Hannah Senesh, c’est un peu la Jeanne d’Arc du peuple juif. De nombreux ouvrages ont été consacrés à cette véritable héroïne des temps modernes.  Le livre que nous proposent les Éditions Lichma offre au lecteur un intérêt supplémentaire. Outre le récit de la courte vie de Hannah, il nous propose, et c’est une découverte ,  un florilège de ses poèmes écrits en hébreu et, cerise sur le gâteau, son journal  intime miraculeusement conservé. Dès lors, nous avons là un ouvrage qui fera date.

Née à Budapest le 17 juillet 1921 au sein d’une famille juive néologue –l’équivalent des réformés en France- Aniko Senesh, qui, plus tard, choisira le prénom plus hébraïque de Hannah, est la cadette d’une famille qui compte déjà un garçon, Gyuri. Fille de Béla Schlesinger devenu, pour faire plus hongrois, Szenes et de Katalin Salzberger, dite Kato,  se révèle, au fil des ans, hyperactive. Tout l’intéresse ou presque : sport, piano, théâtre.

Elle n’a que six ans lorsque son père disparaît, emporté par une crise cardiaque. Entourée de sa mère, de son frère aîné et de sa grand-mère, Fini Mama, Aniko.

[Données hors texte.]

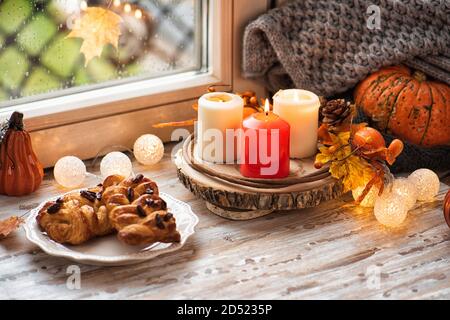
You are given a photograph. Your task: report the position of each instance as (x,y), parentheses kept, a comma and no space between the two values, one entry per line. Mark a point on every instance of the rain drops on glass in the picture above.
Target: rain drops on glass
(69,172)
(116,163)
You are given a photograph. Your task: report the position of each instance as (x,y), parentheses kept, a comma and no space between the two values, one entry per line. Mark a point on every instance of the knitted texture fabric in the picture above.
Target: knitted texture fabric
(328,46)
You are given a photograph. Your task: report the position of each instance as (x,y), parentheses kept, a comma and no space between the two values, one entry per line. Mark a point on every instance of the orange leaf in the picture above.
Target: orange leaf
(9,225)
(97,27)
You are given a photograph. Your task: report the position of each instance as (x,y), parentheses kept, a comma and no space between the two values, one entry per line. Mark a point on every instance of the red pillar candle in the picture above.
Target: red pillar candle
(265,146)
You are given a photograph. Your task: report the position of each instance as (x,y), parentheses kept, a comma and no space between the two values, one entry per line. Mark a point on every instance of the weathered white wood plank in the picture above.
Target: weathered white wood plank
(332,251)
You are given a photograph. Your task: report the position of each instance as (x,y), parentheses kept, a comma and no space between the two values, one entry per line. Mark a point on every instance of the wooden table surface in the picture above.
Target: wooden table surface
(333,251)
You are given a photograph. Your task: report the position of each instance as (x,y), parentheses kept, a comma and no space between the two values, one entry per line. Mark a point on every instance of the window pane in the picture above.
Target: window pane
(37,60)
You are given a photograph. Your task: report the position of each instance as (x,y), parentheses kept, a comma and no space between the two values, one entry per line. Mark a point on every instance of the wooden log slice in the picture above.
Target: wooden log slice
(231,199)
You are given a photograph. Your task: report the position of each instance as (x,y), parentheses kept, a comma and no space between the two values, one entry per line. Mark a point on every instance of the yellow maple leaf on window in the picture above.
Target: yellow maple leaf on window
(97,27)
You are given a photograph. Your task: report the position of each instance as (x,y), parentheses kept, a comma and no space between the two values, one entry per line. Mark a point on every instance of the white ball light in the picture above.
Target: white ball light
(390,210)
(148,149)
(116,163)
(426,183)
(403,187)
(69,172)
(369,199)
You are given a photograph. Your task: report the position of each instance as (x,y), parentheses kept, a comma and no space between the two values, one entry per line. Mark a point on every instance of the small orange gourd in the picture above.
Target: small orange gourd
(21,173)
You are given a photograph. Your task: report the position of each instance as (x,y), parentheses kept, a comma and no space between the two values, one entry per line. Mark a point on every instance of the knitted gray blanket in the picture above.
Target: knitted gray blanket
(328,46)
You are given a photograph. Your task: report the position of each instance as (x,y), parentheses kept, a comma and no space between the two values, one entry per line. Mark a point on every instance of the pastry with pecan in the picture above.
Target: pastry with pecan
(137,212)
(76,217)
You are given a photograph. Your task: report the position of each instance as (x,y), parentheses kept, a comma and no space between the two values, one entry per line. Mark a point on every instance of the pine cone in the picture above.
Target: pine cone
(335,112)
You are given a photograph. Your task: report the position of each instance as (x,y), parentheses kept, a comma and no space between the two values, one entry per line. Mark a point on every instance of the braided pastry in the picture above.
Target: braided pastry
(137,212)
(76,217)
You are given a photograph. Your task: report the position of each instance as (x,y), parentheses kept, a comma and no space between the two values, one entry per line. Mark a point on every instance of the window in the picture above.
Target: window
(170,51)
(37,60)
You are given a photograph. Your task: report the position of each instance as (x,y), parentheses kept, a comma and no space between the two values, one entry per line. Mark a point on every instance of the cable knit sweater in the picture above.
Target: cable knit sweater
(327,47)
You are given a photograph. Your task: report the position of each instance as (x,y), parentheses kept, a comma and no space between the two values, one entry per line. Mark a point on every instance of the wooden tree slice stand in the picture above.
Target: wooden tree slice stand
(230,195)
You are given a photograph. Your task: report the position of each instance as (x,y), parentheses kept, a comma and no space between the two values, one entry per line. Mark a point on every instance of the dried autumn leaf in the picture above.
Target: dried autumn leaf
(9,225)
(97,27)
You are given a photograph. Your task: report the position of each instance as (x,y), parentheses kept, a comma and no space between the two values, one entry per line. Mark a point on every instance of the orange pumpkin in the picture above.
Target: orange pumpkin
(20,171)
(406,105)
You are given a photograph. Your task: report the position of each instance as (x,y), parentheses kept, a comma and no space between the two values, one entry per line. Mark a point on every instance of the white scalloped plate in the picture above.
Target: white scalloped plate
(108,250)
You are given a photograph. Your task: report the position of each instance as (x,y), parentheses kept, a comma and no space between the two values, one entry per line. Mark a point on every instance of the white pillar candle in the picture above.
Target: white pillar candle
(300,108)
(219,116)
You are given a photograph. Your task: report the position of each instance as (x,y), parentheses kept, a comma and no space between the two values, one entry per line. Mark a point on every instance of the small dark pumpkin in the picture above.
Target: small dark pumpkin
(21,173)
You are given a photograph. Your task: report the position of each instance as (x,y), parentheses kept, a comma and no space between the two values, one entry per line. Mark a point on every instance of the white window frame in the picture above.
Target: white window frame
(87,122)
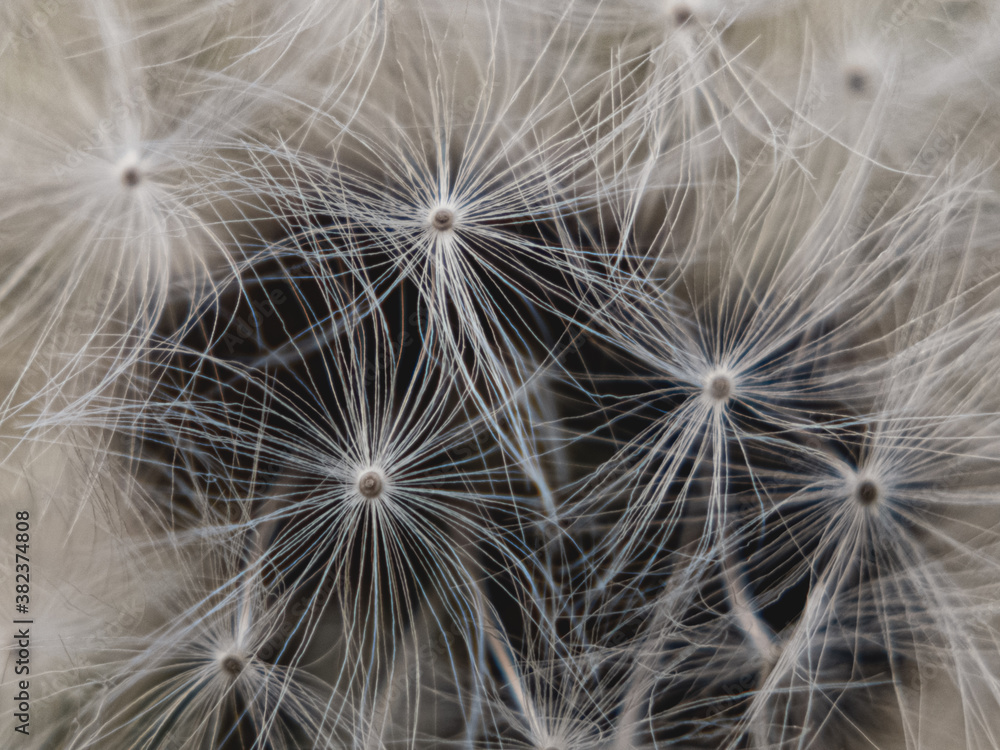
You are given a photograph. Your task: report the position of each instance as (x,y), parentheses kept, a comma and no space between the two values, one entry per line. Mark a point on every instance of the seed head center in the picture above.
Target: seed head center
(131,176)
(232,665)
(682,14)
(443,219)
(866,492)
(370,484)
(720,387)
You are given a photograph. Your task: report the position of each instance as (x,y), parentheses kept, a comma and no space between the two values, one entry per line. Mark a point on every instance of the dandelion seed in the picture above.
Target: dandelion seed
(720,387)
(443,219)
(371,483)
(867,492)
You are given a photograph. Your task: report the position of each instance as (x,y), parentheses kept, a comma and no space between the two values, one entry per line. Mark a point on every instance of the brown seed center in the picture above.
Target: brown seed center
(131,176)
(443,219)
(720,388)
(682,14)
(232,665)
(867,492)
(370,484)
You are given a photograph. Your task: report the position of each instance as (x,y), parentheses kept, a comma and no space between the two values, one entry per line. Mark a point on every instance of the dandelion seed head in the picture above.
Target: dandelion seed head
(129,170)
(232,664)
(371,483)
(681,13)
(857,80)
(442,218)
(867,492)
(719,387)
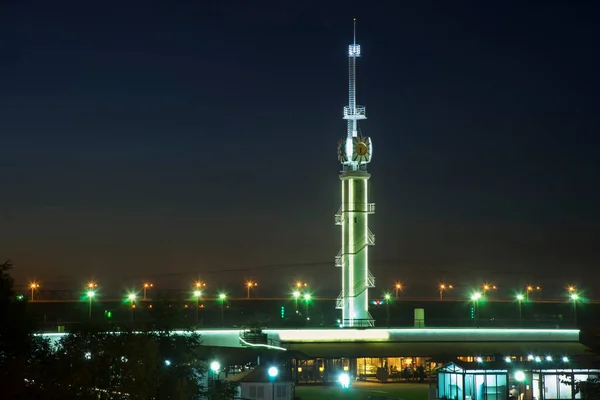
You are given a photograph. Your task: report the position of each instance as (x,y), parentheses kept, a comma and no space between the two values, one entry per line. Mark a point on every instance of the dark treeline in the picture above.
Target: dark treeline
(93,364)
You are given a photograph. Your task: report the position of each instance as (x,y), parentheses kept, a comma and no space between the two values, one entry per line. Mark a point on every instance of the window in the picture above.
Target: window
(256,392)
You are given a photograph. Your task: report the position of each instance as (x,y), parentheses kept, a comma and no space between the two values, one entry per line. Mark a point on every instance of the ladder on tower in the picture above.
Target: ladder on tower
(339,215)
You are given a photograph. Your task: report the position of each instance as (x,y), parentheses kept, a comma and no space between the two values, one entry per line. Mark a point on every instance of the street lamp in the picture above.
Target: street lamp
(306,300)
(197,295)
(273,372)
(146,286)
(90,295)
(520,299)
(199,284)
(250,285)
(387,298)
(296,295)
(475,298)
(33,286)
(443,287)
(529,289)
(397,287)
(215,367)
(487,287)
(222,297)
(574,297)
(131,298)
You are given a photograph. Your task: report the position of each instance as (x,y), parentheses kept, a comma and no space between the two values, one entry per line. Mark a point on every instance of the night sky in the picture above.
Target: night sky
(171,140)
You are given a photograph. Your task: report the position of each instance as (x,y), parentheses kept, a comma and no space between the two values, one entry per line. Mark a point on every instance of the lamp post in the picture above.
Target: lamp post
(90,295)
(273,372)
(574,297)
(215,368)
(486,288)
(146,286)
(33,286)
(475,298)
(306,300)
(300,284)
(397,287)
(250,285)
(197,295)
(387,298)
(222,297)
(530,289)
(131,298)
(520,299)
(443,287)
(296,295)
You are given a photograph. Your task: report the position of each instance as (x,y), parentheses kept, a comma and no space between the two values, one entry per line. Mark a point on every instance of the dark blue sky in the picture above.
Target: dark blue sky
(175,139)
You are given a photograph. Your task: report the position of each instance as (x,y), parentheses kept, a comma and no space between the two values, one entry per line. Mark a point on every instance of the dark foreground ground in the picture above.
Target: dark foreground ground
(362,391)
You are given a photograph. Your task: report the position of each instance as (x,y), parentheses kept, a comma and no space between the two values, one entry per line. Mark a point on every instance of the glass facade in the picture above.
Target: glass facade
(474,382)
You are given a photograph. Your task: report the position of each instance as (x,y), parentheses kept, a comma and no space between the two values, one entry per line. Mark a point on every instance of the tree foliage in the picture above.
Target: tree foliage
(93,363)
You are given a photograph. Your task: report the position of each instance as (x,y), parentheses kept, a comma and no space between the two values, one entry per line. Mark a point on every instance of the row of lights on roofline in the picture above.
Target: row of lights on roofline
(529,358)
(571,290)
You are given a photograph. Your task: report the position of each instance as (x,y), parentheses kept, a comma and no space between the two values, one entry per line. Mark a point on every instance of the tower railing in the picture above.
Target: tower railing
(371,208)
(339,302)
(339,259)
(370,280)
(370,238)
(358,112)
(339,216)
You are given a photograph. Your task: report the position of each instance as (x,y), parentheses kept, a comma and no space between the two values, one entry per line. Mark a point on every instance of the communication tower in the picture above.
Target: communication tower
(354,153)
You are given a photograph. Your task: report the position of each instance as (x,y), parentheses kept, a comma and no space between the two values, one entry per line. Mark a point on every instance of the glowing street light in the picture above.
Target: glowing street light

La communauté juive hongroise est alors prospère malgré un antisémitisme larvé et récurrent : 910 000 âmes en 1910. Le numerus clausus visant les Juifs dans de nombreuses professions n’empêche pas les réussites individuelles dans tous les domaines. Mais le pogrome de Kameniets-Podolsk, les 27 et 28 août 1941, marque le début de la fin de cette belle communauté. Près de 600 000 Juifs hongrois périront dans les camps de la mort nazis.

Pour revenir à Aniko, « Après avoir écrit ses premiers poèmes à six ans, elle entame son journal à l’âge des 13 ans avec l’objectif de devenir écrivain. À seize ans, elle avait écrit trois pièces et 80 poèmes ».

Face à un antisémitisme de plus en plus ouvert, la jeune fille se rapproche des milieux sionistes. Très vite, sa conviction est faite : c’est en terre d’Israël qu’elle pourra donner un sens à sa vie. Le 13 septembre 1939, après des adieux déchirants à sa famille, elle quitte Budapest pour Constantinople et embarque à bord du « « Bessarabia ». Direction Haïfa. Dix jours plus tard, elle est à Nahanal pour étudier l’agriculture. Puis d’une localité à l’autre, de kibboutz en mochav, elle va s’intégrer dans son nouveau pays. C’est en apprenant qu’un projet conjoint de l’armée britannique et de la Haganah envisage le sauvetage de Juifs hongrois qu’elle se lance dans l’aventure de sa vie et se porte volontaire pour une mission périlleuse. Formée au parachutisme en Égypte, elle est larguée au-dessus  de la Yougoslavie le 13 mars 1944. Et c’est au moment où elle passe la frontière hongroise qu’elle est arrêtée par les Allemands le 9 juin 1944. Torturée pendant des mois, elle ne parlera pas Elle a été exécutée à la prison de Budapest le 7 novembre 1944.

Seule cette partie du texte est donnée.